Department of Medical Education and Rheumatology and Division of Genomic Medicine, University of Sheffield, Sheffield, Yorkshire, UK
Correspondence to:
S. Dubey. E-mail: s.dubey{at}shef.ac.uk
We would like to compliment Drs Kay and Walker [1] for their excellent summary of current musculoskeletal teaching practice and future approaches for improvement and research. We agree that the lack of unanimity over the curriculum confuses not only medical students but also their teachers, who are not entirely sure of what the students need to know. While there is some degree of agreement among rheumatologists across the country with regard to a core curriculum, this has not yet been formally defined and universally accepted within the UK. This year has seen the publication of the postgraduate curriculum, and it becomes even more important to try to address the undergraduate curriculum in the UK.

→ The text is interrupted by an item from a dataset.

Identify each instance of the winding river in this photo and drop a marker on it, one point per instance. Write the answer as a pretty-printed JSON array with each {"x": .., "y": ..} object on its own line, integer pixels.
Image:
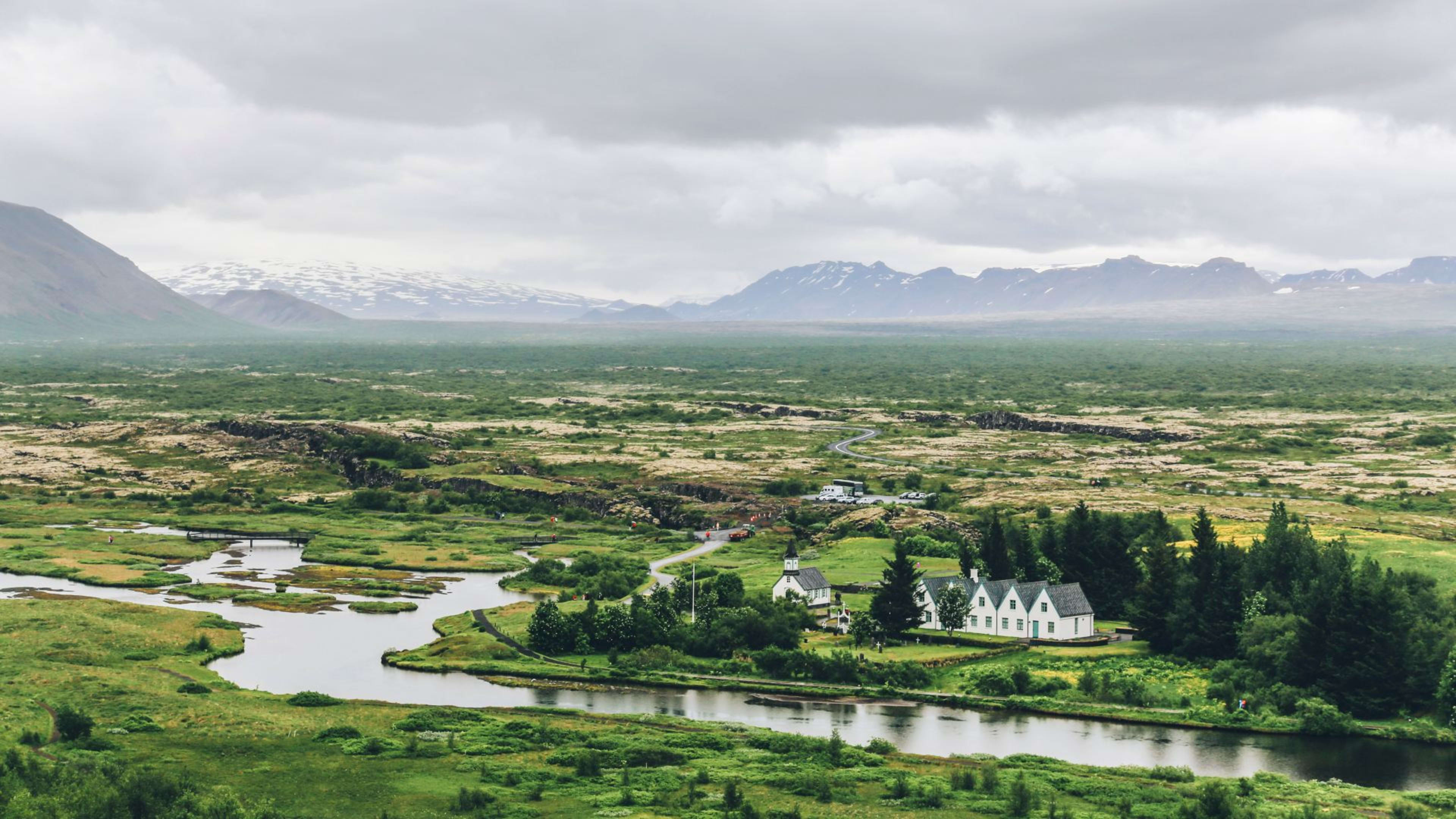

The authors have highlighted the fact that leading rheumatology teachers in the UK have expressed a wish for a national agreement about core requirements in musculoskeletal undergraduate education. Very few people would disagree with that. Unfortunately, agreement on such a curriculum has proved elusive and we feel will continue to be so as long as we keep trying to approach the problem from the wrong end. Individual rheumatologists will have their own epistemological view of rheumatology and, consequently, their own opinions on what should be taught, thereby preventing consensus. We feel that the way to approach this particularly tricky issue would be to try to outline aspects that are already common to all of us. As an example, if we look at musculoskeletal examination as part of undergraduate assessment, there are only a finite number of OSCE (Objective Structure Clinical Examination) stations that can be used. Inclusive of the GALS screen, we have a total of nine commonly used OSCE stations for musculoskeletal examination. Virtually all UK medical schools are using some or all of these for undergraduate assessments. It would not be that difficult for rheumatologists to agree on what they expect the student to demonstrate during an OSCE on these stations. This would lay the groundwork, which can then be built upon, accepting that to an extent there will always be some differences between clinical teachers. We should, however, be able to utilize the similarities between us to help develop a core undergraduate curriculum and ultimately help the medical students we teach. This outcome-based approach is one we are adopting for the new curriculum for the University of Sheffield medical school as a whole, commencing in 2003. This approach is also being encouraged by the General Medical Council. Assessment drives learning, and by first agreeing the product (i.e. the required musculoskeletal knowledge, skills and attitudes of a qualified medical practitioner) as well as what we should assess (i.e. a bank of common OSCEs, EMQs, etc), we will develop a functional core musculoskeletal curriculum. With a little more concerted action, the core musculoskeletal curriculum will be readily achievable.
The authors have declared no conflicts of interest.